The National Audit Office released a report this week that accused the Home Office of not having a clear picture of what individual forces need to meet local and national demands.  

Mr Javid said that while he disagrees with some aspects of the report, it does rightly recognise the pressures of policing.   

“That’s why we have invested over £1 billion more in policing each year than we did three years ago, including more that has come through council tax,” he added.  

“That’s why last week, I announced a £21 million extra investment to help law enforcement agencies fight online child sexual exploitation.   

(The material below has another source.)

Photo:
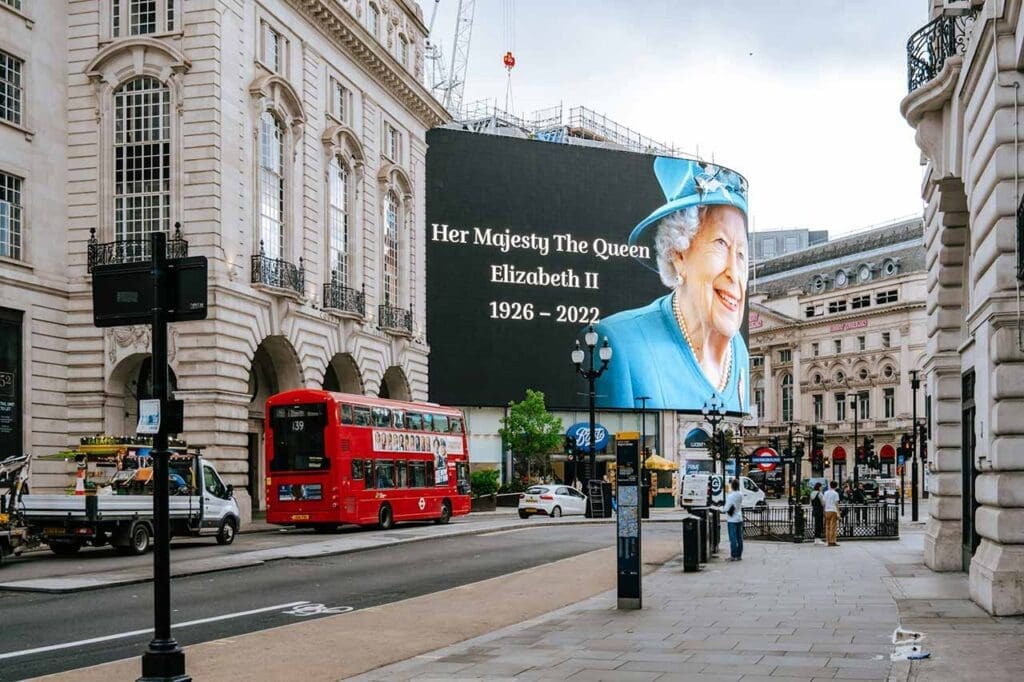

“That’s why as a Government we’ve put over £50 million over the next year to boost cyber capabilities both at a national and regional, and local level.   

“And we’re also making £40 million available over the next two years to support the new serious violence strategy.” 

Mr Javid concluded his speech by speaking about the Government’s commitment to work on mental health in the workforce, particularly after results from a PSAEW resilience survey showed that half of the respondents reported feelings of anxiety and 27 per cent reported signs of depression.   

“I want us to work together to totally transform the welfare provision for policing,” he said.   

“We’ve already pledged £7.5 million for the new national police welfare service and today I’m pleased to announce that £400,000 of this money will be used to support the proposal by Chief Constable Andy Rhodes and the College of Policing to get a new wellbeing outreach prevention service on the road and starting next month.” 

This service will see a fleet of buses pulling up outside police stations and providing accessible, stigma-free support and information for any officer who feels that they need it.